Se lo que estás pensando y sí, tuve mucha suerte. No solo entonces, sino también después, porque pareció que se nos venía el mundo encima. A pesar de haber fortificado las vallas de madera y de armar a nuestros peones, el infierno pareció desatarse en nuestra granja cuando esas cosas llegaron. Como un cuentagotas primero, y después en grandes masas de comecarnes, las barricadas, en un principio bien defendidas, terminaron por caer en un punto. Yo ya colaboraba activamente  en la defensa, atravesando cráneos con las flechas. No estaba quieta. No podía estarlo. Me sentía culpable por haber deseado esto, tanto que ahora me creía obligada a ayudar a solucionarlo. Cuando la resistencia se vino abajo, la casa cayó y la cosa se puso fea, padre me obligó a meterme dentro de los establos junto con madre, creía que estaríamos más seguras allí. Se equivocó. Cuando llegué a las caballerizas me dediqué a observar, muerta de miedo, el reguero de sangre que había en el suelo y que conducía al exterior. De madre, ni rastro. Por más que la llamé no pude dar con ella, y la mirada de desesperanza de padre cuando comprendió que no estaba allí me hizo echarme a llorar. Pero él, dedicido y seguro, me cogió de los hombros y me pidió que le ayudase a uncir los caballos a un carro. Nos montamos, y acompañados de los pocos supervivientes y con un gran bulto en la parte de atrás de la carreta, nos alejamos. Nunca supimos nada de madre.

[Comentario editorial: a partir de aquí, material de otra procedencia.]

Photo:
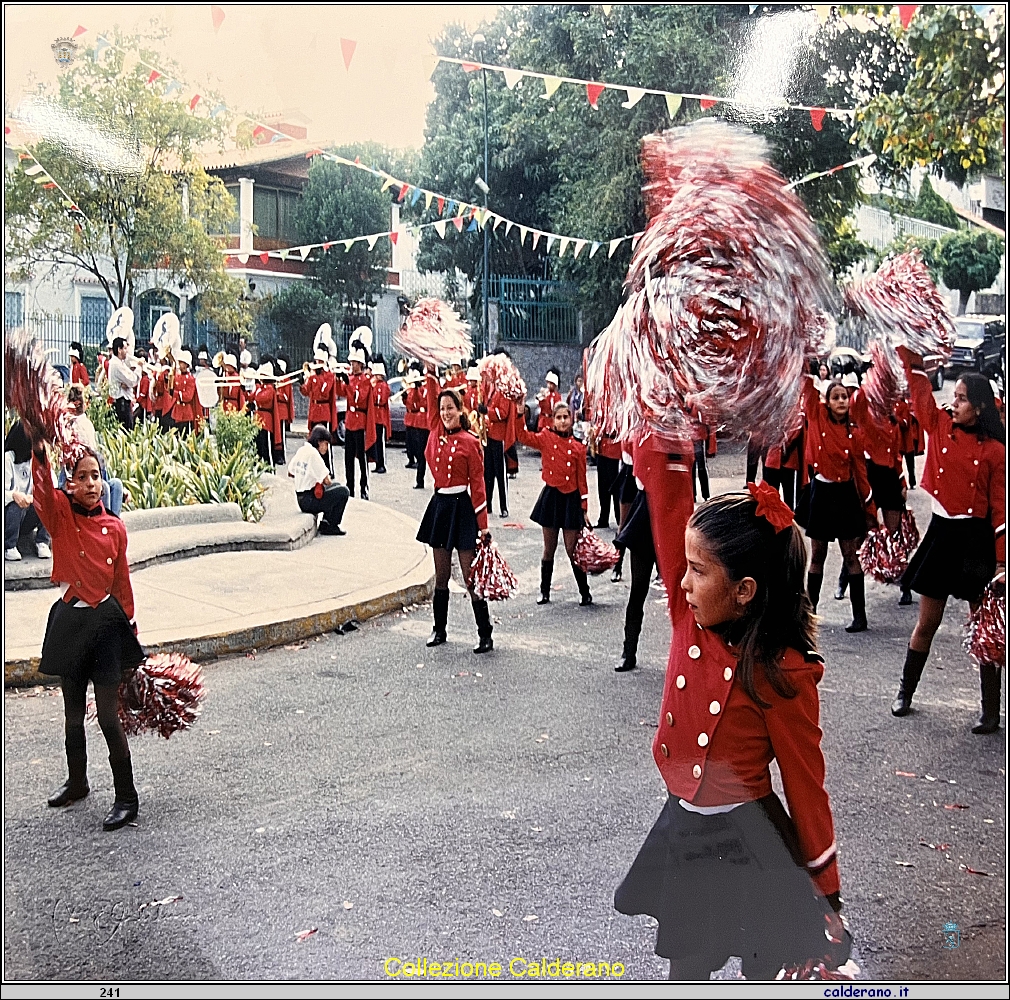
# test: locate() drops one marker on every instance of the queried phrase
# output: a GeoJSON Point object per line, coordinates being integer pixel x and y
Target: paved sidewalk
{"type": "Point", "coordinates": [231, 602]}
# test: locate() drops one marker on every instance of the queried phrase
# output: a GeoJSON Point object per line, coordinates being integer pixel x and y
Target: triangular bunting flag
{"type": "Point", "coordinates": [635, 94]}
{"type": "Point", "coordinates": [347, 46]}
{"type": "Point", "coordinates": [550, 84]}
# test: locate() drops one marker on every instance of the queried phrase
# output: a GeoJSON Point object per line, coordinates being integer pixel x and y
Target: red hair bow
{"type": "Point", "coordinates": [771, 506]}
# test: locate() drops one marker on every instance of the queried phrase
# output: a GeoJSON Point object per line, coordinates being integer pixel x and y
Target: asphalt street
{"type": "Point", "coordinates": [410, 802]}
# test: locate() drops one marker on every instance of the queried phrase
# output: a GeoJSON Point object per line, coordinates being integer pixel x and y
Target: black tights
{"type": "Point", "coordinates": [107, 703]}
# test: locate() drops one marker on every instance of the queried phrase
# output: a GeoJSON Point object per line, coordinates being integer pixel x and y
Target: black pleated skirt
{"type": "Point", "coordinates": [449, 522]}
{"type": "Point", "coordinates": [886, 486]}
{"type": "Point", "coordinates": [730, 884]}
{"type": "Point", "coordinates": [831, 510]}
{"type": "Point", "coordinates": [954, 559]}
{"type": "Point", "coordinates": [557, 509]}
{"type": "Point", "coordinates": [636, 533]}
{"type": "Point", "coordinates": [94, 644]}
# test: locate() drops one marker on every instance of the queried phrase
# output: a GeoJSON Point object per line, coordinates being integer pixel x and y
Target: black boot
{"type": "Point", "coordinates": [989, 676]}
{"type": "Point", "coordinates": [583, 581]}
{"type": "Point", "coordinates": [439, 605]}
{"type": "Point", "coordinates": [76, 787]}
{"type": "Point", "coordinates": [857, 595]}
{"type": "Point", "coordinates": [813, 587]}
{"type": "Point", "coordinates": [125, 806]}
{"type": "Point", "coordinates": [839, 594]}
{"type": "Point", "coordinates": [546, 572]}
{"type": "Point", "coordinates": [484, 628]}
{"type": "Point", "coordinates": [915, 662]}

Espera. No sigas por ahí. ¿Crees que la abandonamos a su suerte? No. Padre era consciente de que un segundo más y moriríamos todos. Él hizo lo que era mejor para mi, su única hija. Después de dejar el carro y a mí misma en un campamento de la Mano de Plata salió con un caballo a buscarla, y volvió al día siguiente. Sin ella.

Nos dirigimos al sur, a Ventormenta, donde padre destapó el gran fardo que había ten la carreta. Era parte del tesoro familiar, que nos permitiría empezar de cero aquí, en esta ciudad. Tras comprar una casita y un terreno, que nos da para ir viviendo, padre ha partido hacia el norte en busca de los que intentan llevar la cruzada  a esas tierras. Yo sin embargo, cada día me aburro más. La fiesta, el Hearthstone y la bebida ya no me llenan, quiero ansias de aventura, quiero vivir, quiero sentir mis flechas acabar con nuestros enemigos. ¿Sabes? He oído que el Portal Oscuro está escupiendo orcos marrones y que quizá el Rey Varian envíe una expedición… Quizá me anime y cruce el portal yo también.

Sé que he saltado de una época a otra, y se también que aún no te he contado por qué una cabeza de orco atravesada por una flecha adorna la entrada de mi casita. Si vuelvo del otro lado del Portal, y me invitas a otra copa… ¡Prometo contártelo!